Disfrutamos de la buenaventura y algunos vivieron a todo trapo con nuestro particular oro negro, algo que se esfumó tan pronto como el interés de los especuladores cambió de bando y, de la noche a la mañana, a todos ellos les entró la sensatez y el buen hacer. De repente el medioambiente pasó a primer plano y en este momento conocimos lo que significaba la pasividad política. Una provincia más que de la que sacan hasta las últimas migajas y que se deja de lado: la España vaciada.

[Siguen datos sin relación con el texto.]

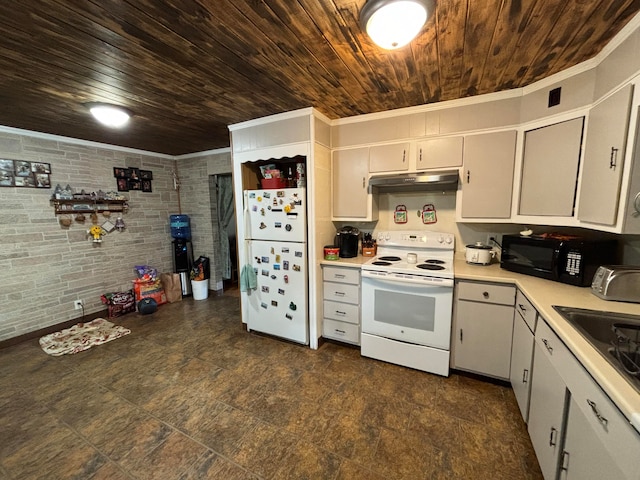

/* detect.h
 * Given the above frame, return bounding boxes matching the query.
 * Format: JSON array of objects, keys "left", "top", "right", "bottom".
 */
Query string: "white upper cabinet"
[
  {"left": 369, "top": 142, "right": 410, "bottom": 172},
  {"left": 578, "top": 84, "right": 634, "bottom": 225},
  {"left": 332, "top": 147, "right": 378, "bottom": 221},
  {"left": 460, "top": 130, "right": 517, "bottom": 219},
  {"left": 519, "top": 117, "right": 584, "bottom": 217},
  {"left": 416, "top": 136, "right": 463, "bottom": 170}
]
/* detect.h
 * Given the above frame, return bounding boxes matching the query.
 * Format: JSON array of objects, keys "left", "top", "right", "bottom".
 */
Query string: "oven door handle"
[{"left": 361, "top": 270, "right": 454, "bottom": 288}]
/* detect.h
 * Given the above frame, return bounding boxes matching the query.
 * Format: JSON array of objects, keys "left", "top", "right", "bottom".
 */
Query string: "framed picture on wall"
[
  {"left": 15, "top": 175, "right": 36, "bottom": 187},
  {"left": 141, "top": 180, "right": 152, "bottom": 192},
  {"left": 0, "top": 160, "right": 15, "bottom": 186},
  {"left": 128, "top": 179, "right": 141, "bottom": 190},
  {"left": 32, "top": 162, "right": 51, "bottom": 174},
  {"left": 34, "top": 174, "right": 51, "bottom": 188},
  {"left": 113, "top": 167, "right": 127, "bottom": 178},
  {"left": 128, "top": 168, "right": 141, "bottom": 180},
  {"left": 140, "top": 170, "right": 153, "bottom": 180},
  {"left": 116, "top": 178, "right": 129, "bottom": 192},
  {"left": 14, "top": 161, "right": 31, "bottom": 177}
]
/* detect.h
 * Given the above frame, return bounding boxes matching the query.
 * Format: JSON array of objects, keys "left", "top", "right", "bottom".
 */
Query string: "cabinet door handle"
[
  {"left": 334, "top": 291, "right": 345, "bottom": 297},
  {"left": 542, "top": 338, "right": 553, "bottom": 354},
  {"left": 334, "top": 274, "right": 346, "bottom": 278},
  {"left": 560, "top": 451, "right": 569, "bottom": 471},
  {"left": 610, "top": 147, "right": 619, "bottom": 169},
  {"left": 362, "top": 177, "right": 365, "bottom": 188},
  {"left": 522, "top": 369, "right": 529, "bottom": 384},
  {"left": 549, "top": 427, "right": 558, "bottom": 447},
  {"left": 402, "top": 149, "right": 406, "bottom": 163},
  {"left": 419, "top": 148, "right": 423, "bottom": 162},
  {"left": 335, "top": 310, "right": 346, "bottom": 315},
  {"left": 459, "top": 328, "right": 463, "bottom": 343},
  {"left": 518, "top": 303, "right": 527, "bottom": 313},
  {"left": 466, "top": 170, "right": 471, "bottom": 183},
  {"left": 586, "top": 399, "right": 608, "bottom": 427},
  {"left": 335, "top": 329, "right": 346, "bottom": 334}
]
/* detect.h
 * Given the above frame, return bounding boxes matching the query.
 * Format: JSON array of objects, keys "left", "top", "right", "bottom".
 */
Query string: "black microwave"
[{"left": 500, "top": 234, "right": 618, "bottom": 286}]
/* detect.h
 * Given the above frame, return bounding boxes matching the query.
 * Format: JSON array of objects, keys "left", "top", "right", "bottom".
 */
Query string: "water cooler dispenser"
[{"left": 170, "top": 214, "right": 193, "bottom": 296}]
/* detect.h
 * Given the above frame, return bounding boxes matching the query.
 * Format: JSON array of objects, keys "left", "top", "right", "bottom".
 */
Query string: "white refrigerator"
[{"left": 243, "top": 187, "right": 308, "bottom": 344}]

Ahora, con cierta perspectiva desde el fin que vocearon durante años (y con el resentimiento propio del perdedor), vemos cómo se nos abandonó sin ninguna opción. Casas sin pan, CO2 en el aire y dinero en dos bolsillos. A los más jóvenes, que nos topamos con las últimas bocanadas de esta industria, nos aseguraron que estar lejos de nuestra tierra era “progreso”. Se equivocaron.
El fin de la minería parió una generación perdida, la que ha tenido que marcarse un futuro a marchas forzadas. Aquella a la que prometieron una vida más próspera que la de sus padres, pero que aún baila entre la nostalgia y la falsa fortuna de la Gran Ciudad. Somos la primera descendencia que no ha podido picar en la mina, pero que ha presenciado con orgullo y rabia decenas de encierros por un salario digno y un futuro real. Una auténtica lucha obrera de las que ya no quedan, con un final firmado contra el que era difícil pelear y con efectos colaterales.

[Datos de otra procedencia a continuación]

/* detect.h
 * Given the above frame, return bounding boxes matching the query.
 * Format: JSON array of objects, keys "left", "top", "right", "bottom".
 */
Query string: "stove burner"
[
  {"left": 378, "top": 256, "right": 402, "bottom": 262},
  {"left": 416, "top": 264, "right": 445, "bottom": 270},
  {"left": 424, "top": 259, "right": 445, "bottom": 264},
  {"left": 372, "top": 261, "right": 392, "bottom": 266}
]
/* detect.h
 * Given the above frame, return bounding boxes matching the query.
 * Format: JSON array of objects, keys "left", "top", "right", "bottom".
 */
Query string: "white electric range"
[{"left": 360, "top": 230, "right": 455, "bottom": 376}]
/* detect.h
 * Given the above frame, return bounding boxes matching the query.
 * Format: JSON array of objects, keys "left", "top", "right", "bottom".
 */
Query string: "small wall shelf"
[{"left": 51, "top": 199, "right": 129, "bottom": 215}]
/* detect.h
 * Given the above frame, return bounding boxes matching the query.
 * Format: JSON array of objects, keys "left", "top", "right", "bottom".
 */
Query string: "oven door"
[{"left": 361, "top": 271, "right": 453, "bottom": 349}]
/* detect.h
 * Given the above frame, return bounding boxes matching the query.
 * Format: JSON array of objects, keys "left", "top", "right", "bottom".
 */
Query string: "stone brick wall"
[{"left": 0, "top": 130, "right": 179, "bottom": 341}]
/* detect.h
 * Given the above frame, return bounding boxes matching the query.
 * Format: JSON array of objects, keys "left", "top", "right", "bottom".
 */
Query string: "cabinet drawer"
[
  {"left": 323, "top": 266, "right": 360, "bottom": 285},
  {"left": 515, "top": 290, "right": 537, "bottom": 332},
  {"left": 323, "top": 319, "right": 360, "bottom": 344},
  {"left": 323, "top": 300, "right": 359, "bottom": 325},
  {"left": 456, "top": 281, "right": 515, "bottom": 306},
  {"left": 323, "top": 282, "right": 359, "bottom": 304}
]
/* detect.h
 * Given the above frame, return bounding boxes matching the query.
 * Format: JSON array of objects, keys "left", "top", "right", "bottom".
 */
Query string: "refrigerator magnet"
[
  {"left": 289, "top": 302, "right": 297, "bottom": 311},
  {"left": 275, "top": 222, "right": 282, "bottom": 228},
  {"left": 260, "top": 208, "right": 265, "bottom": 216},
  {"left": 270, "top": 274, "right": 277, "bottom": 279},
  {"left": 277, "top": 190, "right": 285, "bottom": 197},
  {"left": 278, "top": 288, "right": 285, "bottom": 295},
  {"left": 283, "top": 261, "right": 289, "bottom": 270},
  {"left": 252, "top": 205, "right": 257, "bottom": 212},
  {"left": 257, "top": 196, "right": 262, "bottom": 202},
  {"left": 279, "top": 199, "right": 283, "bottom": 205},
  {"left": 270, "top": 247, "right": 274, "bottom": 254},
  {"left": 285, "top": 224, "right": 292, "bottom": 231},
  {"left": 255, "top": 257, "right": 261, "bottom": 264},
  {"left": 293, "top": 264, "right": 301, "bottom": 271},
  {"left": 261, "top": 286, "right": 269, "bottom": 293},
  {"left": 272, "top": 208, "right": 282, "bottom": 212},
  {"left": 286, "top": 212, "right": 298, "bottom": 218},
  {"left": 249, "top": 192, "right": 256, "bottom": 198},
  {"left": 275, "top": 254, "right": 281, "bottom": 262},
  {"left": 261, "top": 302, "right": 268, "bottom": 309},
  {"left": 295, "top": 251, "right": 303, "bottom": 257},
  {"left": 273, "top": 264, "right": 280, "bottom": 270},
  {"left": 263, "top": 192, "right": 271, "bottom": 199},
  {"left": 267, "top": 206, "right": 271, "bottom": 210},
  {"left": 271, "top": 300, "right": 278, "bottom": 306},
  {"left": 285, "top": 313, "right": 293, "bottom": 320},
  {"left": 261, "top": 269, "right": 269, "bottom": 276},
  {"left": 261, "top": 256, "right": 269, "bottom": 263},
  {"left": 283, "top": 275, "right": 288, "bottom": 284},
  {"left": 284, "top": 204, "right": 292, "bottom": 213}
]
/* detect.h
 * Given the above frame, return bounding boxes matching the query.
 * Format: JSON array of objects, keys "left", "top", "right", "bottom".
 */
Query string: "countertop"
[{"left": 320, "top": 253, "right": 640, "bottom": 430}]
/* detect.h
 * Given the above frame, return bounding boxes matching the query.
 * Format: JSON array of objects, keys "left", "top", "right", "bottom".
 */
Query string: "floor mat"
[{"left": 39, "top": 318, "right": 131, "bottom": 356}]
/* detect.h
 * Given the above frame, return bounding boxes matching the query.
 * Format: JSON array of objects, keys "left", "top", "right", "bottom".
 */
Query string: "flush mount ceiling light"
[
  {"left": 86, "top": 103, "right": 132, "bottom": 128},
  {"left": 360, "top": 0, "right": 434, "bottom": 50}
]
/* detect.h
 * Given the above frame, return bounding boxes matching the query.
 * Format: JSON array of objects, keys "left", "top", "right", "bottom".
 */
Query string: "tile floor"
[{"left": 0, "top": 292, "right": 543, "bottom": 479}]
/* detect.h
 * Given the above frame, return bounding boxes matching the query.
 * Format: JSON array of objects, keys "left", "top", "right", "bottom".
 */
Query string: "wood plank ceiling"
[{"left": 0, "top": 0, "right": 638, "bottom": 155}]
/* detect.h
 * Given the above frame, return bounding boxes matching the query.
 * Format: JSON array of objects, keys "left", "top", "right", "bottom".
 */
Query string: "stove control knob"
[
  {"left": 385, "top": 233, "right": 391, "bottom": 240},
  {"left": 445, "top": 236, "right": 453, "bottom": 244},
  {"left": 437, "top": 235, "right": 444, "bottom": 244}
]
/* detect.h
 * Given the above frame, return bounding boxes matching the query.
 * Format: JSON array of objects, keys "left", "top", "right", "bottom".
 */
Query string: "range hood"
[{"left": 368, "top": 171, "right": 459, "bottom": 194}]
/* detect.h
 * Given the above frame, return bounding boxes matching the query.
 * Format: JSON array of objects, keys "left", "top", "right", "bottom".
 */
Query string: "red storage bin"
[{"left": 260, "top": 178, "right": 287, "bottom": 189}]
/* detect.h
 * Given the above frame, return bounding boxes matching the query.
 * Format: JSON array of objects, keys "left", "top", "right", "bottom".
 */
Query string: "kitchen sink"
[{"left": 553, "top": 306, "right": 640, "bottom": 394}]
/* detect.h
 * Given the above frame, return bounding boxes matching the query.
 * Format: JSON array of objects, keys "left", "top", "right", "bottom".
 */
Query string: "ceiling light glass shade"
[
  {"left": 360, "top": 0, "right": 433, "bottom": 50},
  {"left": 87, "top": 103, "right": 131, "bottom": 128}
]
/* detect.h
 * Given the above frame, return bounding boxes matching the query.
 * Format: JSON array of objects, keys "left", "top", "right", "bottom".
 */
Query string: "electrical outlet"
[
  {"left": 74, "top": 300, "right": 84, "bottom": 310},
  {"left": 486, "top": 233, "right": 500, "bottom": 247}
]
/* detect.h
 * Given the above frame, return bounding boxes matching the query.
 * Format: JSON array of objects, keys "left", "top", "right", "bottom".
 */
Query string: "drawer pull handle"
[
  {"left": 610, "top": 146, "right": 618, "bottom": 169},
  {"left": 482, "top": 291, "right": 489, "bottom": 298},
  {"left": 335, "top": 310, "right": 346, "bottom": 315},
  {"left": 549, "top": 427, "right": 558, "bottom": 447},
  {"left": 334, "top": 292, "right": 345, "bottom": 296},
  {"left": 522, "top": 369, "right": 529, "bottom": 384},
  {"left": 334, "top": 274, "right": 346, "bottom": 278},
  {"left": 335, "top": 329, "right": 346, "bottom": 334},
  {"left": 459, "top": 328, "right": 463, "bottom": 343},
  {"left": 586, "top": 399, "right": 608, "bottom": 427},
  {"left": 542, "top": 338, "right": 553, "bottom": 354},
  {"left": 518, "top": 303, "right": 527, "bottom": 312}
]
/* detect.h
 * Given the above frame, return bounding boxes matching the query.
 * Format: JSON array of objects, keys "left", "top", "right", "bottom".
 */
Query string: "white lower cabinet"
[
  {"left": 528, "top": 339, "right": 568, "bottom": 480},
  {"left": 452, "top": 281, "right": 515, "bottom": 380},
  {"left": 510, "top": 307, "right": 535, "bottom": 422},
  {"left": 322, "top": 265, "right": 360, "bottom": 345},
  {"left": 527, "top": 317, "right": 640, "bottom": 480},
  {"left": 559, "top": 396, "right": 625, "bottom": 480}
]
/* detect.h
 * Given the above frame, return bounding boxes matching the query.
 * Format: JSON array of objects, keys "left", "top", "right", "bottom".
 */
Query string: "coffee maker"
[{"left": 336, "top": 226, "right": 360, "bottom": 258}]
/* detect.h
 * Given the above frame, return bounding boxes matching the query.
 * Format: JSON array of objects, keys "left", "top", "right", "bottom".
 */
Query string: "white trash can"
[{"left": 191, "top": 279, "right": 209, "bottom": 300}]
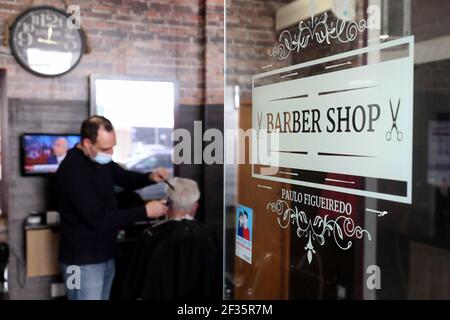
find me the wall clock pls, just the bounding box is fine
[9,6,85,77]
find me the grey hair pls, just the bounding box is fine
[165,177,200,211]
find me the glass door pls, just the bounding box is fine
[224,0,450,300]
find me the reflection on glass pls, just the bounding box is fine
[225,0,450,300]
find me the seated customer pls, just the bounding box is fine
[122,178,221,300]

Mientras se habla de falta de sensibilidad de los jóvenes y de cómo la tecnología ciega, se olvidan de que también sufrimos con nuestra tierra abandonada. Queremos verla de nuevo renaciendo verde, aun conviviendo con las heridas negras. Porque mientras reivindicamos la importancia de lo rural, vemos cómo la comarca se convierte en un simple patio de recreo de los ociosos donde “respirar aire puro”. Nosotros, la generación perdida del carbón, no queremos más Españas vaciadas ni Españas de usar y tirar, queremos pueblos con alternativas reales.

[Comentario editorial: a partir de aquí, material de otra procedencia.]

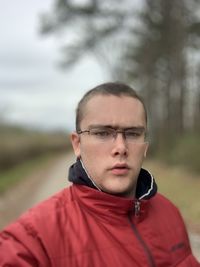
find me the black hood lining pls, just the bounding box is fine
[68,159,157,200]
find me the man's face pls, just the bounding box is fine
[71,95,148,198]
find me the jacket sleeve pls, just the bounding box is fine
[0,231,38,266]
[0,220,50,267]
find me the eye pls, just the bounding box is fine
[96,131,110,137]
[125,130,141,138]
[91,129,112,138]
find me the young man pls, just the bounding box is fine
[0,82,199,266]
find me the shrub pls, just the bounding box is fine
[154,133,200,173]
[0,125,71,171]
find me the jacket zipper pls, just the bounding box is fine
[128,201,156,267]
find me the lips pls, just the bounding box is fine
[112,163,129,169]
[110,163,130,175]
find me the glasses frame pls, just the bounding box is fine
[77,126,147,143]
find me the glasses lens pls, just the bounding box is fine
[90,128,113,140]
[124,129,145,140]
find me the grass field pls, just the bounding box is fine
[0,154,59,194]
[144,160,200,228]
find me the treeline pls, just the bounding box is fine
[0,124,71,171]
[116,0,200,146]
[40,0,200,149]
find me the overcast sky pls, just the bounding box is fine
[0,0,108,131]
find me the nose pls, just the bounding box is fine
[111,133,128,157]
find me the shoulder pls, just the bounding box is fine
[149,192,187,231]
[151,192,180,213]
[3,186,74,239]
[0,187,74,264]
[25,186,74,224]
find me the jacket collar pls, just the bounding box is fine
[70,185,150,225]
[68,159,157,200]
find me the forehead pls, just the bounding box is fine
[81,95,146,128]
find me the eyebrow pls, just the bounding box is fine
[88,124,146,132]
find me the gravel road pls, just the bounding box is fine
[0,152,199,261]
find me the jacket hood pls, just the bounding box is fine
[68,159,157,200]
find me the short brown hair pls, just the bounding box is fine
[75,82,147,131]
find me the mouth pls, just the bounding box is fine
[110,163,130,175]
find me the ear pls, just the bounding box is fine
[143,142,149,158]
[71,132,81,158]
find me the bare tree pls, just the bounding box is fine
[40,0,200,144]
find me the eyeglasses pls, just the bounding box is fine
[77,126,146,143]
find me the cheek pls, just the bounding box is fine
[80,141,101,160]
[80,141,92,155]
[130,143,148,160]
[79,143,106,179]
[80,142,109,175]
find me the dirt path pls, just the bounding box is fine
[0,152,75,228]
[0,152,199,261]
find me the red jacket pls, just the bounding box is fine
[0,184,199,266]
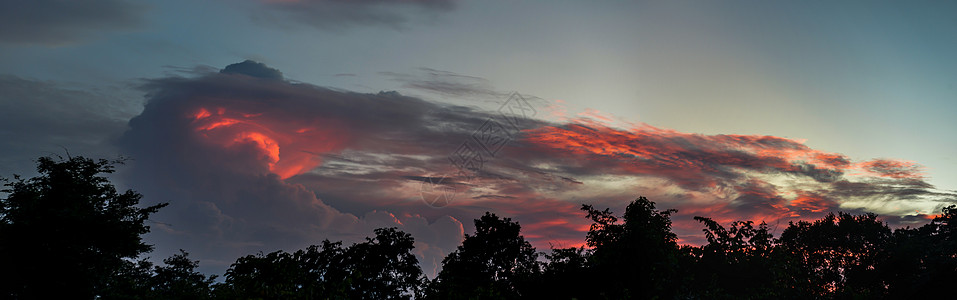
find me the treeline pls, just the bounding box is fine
[2,156,956,299]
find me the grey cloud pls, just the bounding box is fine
[254,0,456,31]
[220,60,284,80]
[119,61,526,276]
[472,194,516,200]
[0,75,137,176]
[789,163,844,183]
[381,68,501,99]
[827,178,951,200]
[111,60,957,278]
[0,0,145,46]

A la par que unos dejan de lado el valor de la tierra y ensalzan la del asfalto, desde lejos apreciamos la riqueza cultural de la tradición, de la cercanía y de la naturaleza (tan nuestra). Y es que a veces, siempre que podemos, encontramos hueco para entonar orgullosos el “Santa Bárbara bendita”, patrona de los mineros. El himno que también sentimos, el de los valientes que vivieron y murieron por el carbón, el himno de una tierra caduca de corazón negro. Una que pellizca de generación en generación y de la que han querido que nos olvidemos.